Se o sertão dos anos 1960 surgia como palco da exploração econômica, das contradições políticas e relações sociais em transe, nos anos 1990 e 2000 ele passa a cenário de outros temas. Adoça-se, por assim dizer. Livra-se daquela dureza insurgente e romantiza-se, como assinala a pesquisadora Ivana Bentes, autora de vários estudos sobre a questão, entre eles The Sertão and the Favela in Contemporary Brazilian Film (em The New Brazilian Cinema, org. Lúcia Nagib, University of Oxford, 2003). Esse sertão "amigável" (friendly) pode funcionar em tons coloridos, amenos, mostrando um mandacaru romântico ou um pôr do sol na contraluz em tom publicitário.

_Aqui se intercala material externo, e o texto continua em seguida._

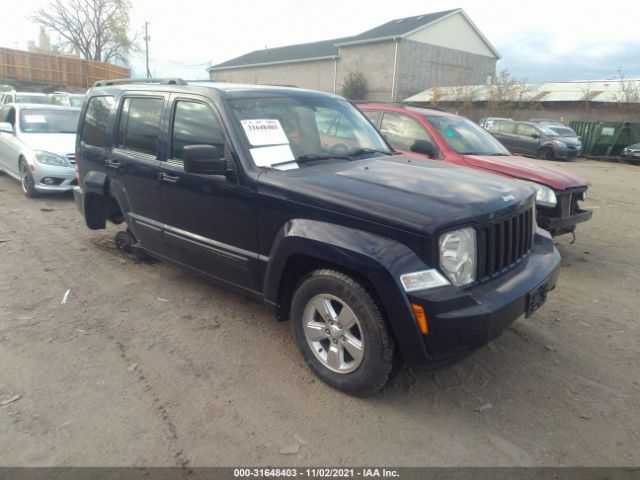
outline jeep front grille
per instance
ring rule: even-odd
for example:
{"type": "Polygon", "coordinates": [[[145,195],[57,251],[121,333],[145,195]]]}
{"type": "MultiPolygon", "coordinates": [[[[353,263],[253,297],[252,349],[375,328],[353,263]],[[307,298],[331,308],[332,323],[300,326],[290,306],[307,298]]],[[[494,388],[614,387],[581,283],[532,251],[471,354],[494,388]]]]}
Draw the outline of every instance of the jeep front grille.
{"type": "Polygon", "coordinates": [[[534,218],[530,208],[477,229],[478,281],[500,274],[529,254],[533,246],[534,218]]]}

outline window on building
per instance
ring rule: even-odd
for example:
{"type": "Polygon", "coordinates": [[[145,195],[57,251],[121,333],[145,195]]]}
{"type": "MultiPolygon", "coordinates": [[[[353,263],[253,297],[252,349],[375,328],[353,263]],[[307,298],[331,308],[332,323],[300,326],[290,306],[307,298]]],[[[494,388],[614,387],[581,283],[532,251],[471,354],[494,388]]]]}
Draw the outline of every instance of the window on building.
{"type": "Polygon", "coordinates": [[[147,155],[158,154],[162,98],[125,98],[118,126],[118,147],[147,155]]]}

Não é necessário que seja assim, pois o sertão amolda-se às circunstâncias e desejos do artista. Marcelo Gomes, em Cinema, Aspirinas e Urubus (2005) já havia percebido esse potencial ao ambientar nele a história que envolve um alemão e um brasileiro, na época da 2ª Guerra Mundial, para fazer uma reflexão sobre o Brasil e sua relação com o estrangeiro. Mas também para falar da amizade e da solidariedade como valores fundamentais, mesmo em ambiente árido e em tempo de guerra.

Em Viajo Porque Preciso, Volto Porque Te Amo, o sertão funciona como moldura para um drama amoroso contado em primeira pessoa. "Zé Renato (Irandhir Santos) é um geólogo, classe média, que viaja pelo sertão e vai se contaminando por aquela paisagem, por aquele universo da estrada. As imagens refletem os sentimentos de Zé Renato, que está passando por um momento de desenlace amoroso, e aquela frase, que está no título, escrita num banheiro e presente em muitos para-choques de caminhões, se cristaliza em seus pensamentos", diz o diretor Marcelo Gomes.

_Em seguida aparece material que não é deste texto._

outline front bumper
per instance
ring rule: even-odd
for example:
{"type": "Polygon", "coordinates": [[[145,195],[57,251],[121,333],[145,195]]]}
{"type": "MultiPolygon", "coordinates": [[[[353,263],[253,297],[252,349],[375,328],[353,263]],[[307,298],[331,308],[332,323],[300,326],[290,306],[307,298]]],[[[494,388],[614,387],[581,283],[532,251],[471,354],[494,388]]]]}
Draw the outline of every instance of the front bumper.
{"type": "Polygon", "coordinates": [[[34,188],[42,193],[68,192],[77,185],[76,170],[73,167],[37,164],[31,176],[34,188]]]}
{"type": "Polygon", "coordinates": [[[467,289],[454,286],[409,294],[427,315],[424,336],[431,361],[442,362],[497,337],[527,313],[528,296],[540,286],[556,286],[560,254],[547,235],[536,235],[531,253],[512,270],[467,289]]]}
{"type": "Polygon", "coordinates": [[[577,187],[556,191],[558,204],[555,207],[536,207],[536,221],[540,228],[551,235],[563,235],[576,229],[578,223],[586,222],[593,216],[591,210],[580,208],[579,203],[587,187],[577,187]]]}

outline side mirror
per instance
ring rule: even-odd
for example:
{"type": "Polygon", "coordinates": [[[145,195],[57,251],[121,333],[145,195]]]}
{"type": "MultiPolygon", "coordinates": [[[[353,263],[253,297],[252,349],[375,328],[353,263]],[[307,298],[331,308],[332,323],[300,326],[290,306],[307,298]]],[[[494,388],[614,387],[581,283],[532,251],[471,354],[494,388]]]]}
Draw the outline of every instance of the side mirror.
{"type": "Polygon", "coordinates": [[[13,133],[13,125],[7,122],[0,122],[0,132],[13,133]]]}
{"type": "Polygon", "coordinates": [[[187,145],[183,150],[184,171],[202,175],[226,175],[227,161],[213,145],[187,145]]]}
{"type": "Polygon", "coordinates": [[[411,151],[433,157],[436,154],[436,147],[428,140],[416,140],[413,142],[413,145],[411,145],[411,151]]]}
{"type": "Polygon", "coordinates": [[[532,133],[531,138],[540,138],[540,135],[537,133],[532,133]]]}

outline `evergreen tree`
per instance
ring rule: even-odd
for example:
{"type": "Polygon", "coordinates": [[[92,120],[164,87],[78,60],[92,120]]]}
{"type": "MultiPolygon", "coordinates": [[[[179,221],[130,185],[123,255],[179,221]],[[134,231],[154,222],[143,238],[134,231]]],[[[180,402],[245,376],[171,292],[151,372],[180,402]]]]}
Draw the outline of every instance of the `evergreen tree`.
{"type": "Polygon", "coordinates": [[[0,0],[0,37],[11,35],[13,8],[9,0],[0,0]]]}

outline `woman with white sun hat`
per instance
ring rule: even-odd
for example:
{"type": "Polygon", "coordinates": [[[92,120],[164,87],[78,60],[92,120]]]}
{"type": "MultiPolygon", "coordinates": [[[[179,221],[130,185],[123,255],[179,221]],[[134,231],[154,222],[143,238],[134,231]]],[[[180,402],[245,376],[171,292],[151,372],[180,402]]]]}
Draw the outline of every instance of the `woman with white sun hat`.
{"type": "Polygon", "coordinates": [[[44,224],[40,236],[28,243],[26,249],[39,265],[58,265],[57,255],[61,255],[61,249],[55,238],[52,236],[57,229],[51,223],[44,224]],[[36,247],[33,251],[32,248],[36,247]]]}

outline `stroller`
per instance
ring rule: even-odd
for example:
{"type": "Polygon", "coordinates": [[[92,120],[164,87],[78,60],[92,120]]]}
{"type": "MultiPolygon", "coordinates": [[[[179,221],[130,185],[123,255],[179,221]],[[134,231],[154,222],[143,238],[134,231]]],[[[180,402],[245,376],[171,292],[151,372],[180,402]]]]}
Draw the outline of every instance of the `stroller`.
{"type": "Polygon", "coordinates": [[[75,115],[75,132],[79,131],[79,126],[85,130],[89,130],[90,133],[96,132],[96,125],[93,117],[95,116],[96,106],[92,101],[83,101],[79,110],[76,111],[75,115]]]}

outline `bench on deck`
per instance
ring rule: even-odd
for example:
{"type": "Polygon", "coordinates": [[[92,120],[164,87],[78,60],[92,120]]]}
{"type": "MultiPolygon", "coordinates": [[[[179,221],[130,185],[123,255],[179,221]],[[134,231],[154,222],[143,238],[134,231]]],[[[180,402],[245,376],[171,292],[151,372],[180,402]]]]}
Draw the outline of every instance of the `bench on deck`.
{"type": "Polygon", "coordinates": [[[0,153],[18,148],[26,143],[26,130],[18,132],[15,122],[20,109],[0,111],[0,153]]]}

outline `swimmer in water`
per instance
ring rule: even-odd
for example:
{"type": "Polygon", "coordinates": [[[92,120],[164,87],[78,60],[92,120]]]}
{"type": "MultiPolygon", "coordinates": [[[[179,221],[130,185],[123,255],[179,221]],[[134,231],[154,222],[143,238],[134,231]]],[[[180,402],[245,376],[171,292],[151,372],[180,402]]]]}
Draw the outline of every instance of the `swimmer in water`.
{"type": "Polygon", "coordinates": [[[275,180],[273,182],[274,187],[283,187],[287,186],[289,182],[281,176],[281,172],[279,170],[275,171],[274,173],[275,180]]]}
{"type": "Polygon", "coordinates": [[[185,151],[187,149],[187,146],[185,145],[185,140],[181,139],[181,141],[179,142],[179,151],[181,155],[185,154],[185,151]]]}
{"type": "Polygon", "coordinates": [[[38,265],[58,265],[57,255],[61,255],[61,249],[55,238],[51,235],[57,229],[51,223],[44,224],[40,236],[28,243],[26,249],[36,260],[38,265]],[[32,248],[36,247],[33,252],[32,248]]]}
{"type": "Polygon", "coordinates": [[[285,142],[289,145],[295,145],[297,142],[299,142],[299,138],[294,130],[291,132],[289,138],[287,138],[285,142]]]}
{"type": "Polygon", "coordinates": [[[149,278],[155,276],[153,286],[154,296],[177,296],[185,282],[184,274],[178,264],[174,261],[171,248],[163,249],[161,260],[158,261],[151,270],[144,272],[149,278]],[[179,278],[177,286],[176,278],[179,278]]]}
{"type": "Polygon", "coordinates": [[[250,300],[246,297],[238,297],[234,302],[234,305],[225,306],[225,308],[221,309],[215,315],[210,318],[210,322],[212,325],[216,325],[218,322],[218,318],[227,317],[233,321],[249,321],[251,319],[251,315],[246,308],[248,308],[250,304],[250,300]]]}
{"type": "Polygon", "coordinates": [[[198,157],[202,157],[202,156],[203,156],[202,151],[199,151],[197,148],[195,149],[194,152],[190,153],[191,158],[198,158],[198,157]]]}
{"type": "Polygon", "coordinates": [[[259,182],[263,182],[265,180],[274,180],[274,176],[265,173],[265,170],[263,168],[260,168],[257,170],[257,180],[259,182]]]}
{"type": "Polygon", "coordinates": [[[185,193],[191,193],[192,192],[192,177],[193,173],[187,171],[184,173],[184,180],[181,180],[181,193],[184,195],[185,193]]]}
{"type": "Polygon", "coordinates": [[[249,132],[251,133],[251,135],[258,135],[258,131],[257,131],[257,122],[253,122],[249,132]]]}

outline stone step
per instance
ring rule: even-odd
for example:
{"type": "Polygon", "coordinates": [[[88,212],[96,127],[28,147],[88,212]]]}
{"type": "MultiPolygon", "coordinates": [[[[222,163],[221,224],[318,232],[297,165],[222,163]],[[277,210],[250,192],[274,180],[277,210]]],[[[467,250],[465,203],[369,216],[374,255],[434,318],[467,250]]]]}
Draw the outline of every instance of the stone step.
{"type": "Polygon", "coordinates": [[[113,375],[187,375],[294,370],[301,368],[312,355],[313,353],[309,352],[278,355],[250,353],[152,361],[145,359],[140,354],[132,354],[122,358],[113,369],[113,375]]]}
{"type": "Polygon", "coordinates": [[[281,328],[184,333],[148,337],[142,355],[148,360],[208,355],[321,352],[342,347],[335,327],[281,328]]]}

Então, há a "paisagem" interna do personagem, desolada pela separação, que se rebate na paisagem externa sertaneja, atravessada nesse road movie existencial. Mas o filme não se conforma a um personagem ensimesmado. Ao tentar o reencontro consigo, o geólogo Zé Renato não pode deixar de observar o que se passa em volta: "Esse é um mundo em transformação. Um Brasil do interior, mas que vive um processo de modernização desenfreada, esdrúxula, uma fricção entre o rural e o urbano", diz Marcelo Gomes.

Cada época reinventa o seu sertão de acordo com suas possibilidades e necessidades. Ele, o sertão, continua em toda parte, como sempre. É o mundo todo.